Testing Public-to-Private Transfer

Now that we’ve seen how to test both public and private transfers, testing public-to-private and private-to-public transfers will simply be an amalgamation of the same techniques we’ve been using:

test('public to private transfer', async () => {
  const recipientKey = contract.getPrivateKey(recipient);

  const amount1 = BigInt(500000);
  const amount2 = BigInt(100000);

  const mintTx = await contract.mint_pub(admin, amount1);
  await mintTx.wait();

  let adminAmount = await contract.account(admin);
  expect(adminAmount).toBe(amount1);

  const transferTx = await contract.transfer_pub_to_priv(admin, recipient, amount2);
  const [record] = await transferTx.wait();

  adminAmount = await contract.account(admin);

  const decryptedRecord = decrypttoken(record, recipientKey);

  expect(adminAmount).toBe(amount1 - amount2);

  expect(decryptedRecord.owner).toBe(recipient);
  expect(decryptedRecord.balance).toBe(amount2);
}, TIMEOUT);

With the public-to-private transfer, the sender’s view of the transaction is public, while the recipient’s view of it is private.
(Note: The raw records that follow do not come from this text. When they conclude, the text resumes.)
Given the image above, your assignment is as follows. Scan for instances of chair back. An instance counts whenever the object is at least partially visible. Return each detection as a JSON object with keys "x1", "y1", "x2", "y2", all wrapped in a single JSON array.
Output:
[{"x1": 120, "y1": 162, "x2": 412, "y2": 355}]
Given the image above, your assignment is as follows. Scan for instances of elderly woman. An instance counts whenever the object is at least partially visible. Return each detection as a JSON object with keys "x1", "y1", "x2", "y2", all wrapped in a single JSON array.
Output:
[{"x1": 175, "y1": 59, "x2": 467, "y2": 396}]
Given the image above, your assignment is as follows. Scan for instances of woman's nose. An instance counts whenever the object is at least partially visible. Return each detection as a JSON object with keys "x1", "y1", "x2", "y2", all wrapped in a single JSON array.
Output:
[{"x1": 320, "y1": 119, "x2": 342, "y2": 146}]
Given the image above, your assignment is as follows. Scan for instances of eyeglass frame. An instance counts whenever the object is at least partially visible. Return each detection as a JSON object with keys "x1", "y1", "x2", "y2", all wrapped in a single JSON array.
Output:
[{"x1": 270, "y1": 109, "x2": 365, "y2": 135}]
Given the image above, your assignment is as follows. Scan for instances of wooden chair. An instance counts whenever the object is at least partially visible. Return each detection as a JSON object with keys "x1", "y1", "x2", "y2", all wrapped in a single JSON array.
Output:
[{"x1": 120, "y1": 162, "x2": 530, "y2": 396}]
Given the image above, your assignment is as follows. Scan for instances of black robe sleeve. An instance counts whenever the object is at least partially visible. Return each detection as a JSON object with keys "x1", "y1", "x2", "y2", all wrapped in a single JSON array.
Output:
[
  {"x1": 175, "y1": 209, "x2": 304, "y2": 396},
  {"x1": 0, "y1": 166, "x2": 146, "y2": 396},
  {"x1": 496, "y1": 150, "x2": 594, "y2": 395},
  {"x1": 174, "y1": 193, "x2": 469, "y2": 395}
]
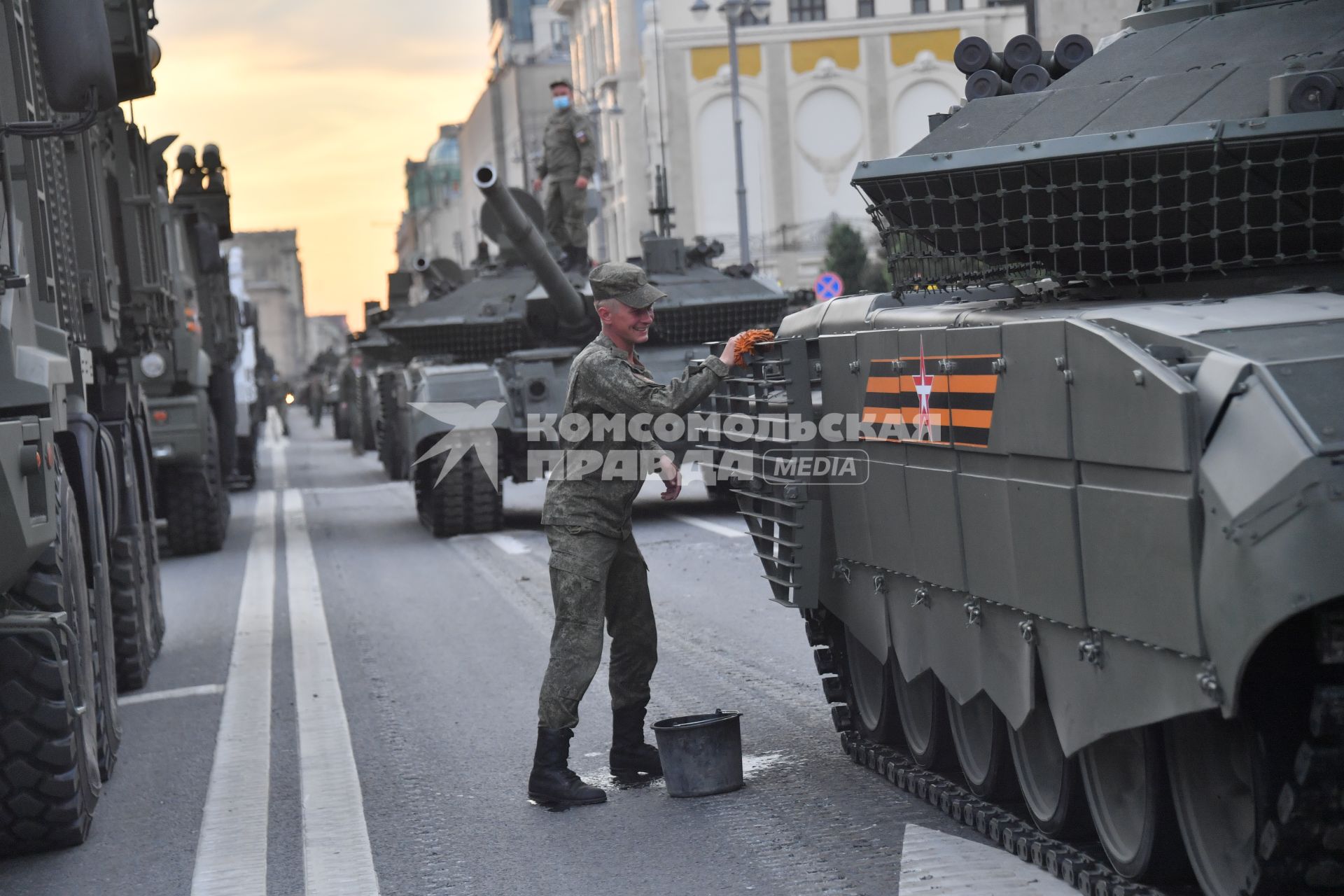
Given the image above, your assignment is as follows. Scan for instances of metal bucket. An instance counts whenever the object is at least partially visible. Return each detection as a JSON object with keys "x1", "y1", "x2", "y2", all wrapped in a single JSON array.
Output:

So we’ll only need to get the recipient’s view key, as only their parts of the transaction will need to be decrypted.

Testing Private-to-Public Transfer

And finally, the test for the private-to-public transfer will be the inverse of the public-to-private transfer test:

test('private to public transfer', async () => {
  const adminKey = contract.getPrivateKey(admin);

  const amount1 = BigInt(600000);
  const amount2 = BigInt(500000);

  const mintTx = await contract.mint_priv(admin, amount1);
  const [encryptedToken] = await mintTx.wait();

  const decryptedToken = decrypttoken(encryptedToken, adminKey)
  expect(decryptedToken.balance).toBe(amount1);

  const transferTx = await contract.transfer_priv_to_pub(decryptedToken, recipient, amount2);
  const [record] = await transferTx.wait();

  const recipientAmount = await contract.account(recipient);
  const decryptedRecord = decrypttoken(record, adminKey);

  expect(recipientAmount).toBe(amount2);

  expect(decryptedRecord.owner).toBe(admin);
  expect(decryptedRecord.balance).toBe(amount1 - amount2);
}, TIMEOUT);

The sender’s view of the transfer is private, so we’ll need their view key to be able to decrypt their part of the transaction. The receiver’s view of the transfer is public, and so can be asserted as such.

In Summary

And there we have it! We’ve written a pretty comprehensive set of tests for our token program. If you made it this far, you should have a solid grasp of the basics when it comes to testing Leo programs with DokoJS. Even for such a simple token program as this one, there’s a lot more edge cases that we could test. For example, we could write an additional test asserting that transfer_priv_to_pub throws an error when it is called by an account other than the sender of the transaction. But we’ll leave that as an exercise for the reader!

While writing programmatic unit and integration tests using a testing framework like DokoJS is an extremely powerful technique for building confidence in our code’s correctness, it has its limitations (like being able to only directly test Leo transitions); it should not be the only testing tool in a developer’s toolbox. The Leo ecosystem makes available many other useful tools when it comes to testing, such as the Leo debugger for stepping through code execution, as well as the Aleoscan block explorer, which allows you to get a much more macro-level view of what happened when a transaction failed. It behooves any developer aiming to develop private applications atop the Aleo network to get familiar and comfortable with utilizing all of these complementary testing tools in appropriate situations.

If you’re interested in taking a look at the accompanying project code, you can find it at this GitHub repo.

To bring it all back, DokoJS, by exposing Leo programs as JavaScript-consumable types and interfaces, makes testing accessible to any developer who is familiar with JS. At the end of the day, it offers a developer-friendly testing experience for those keen on building atop the Aleo network.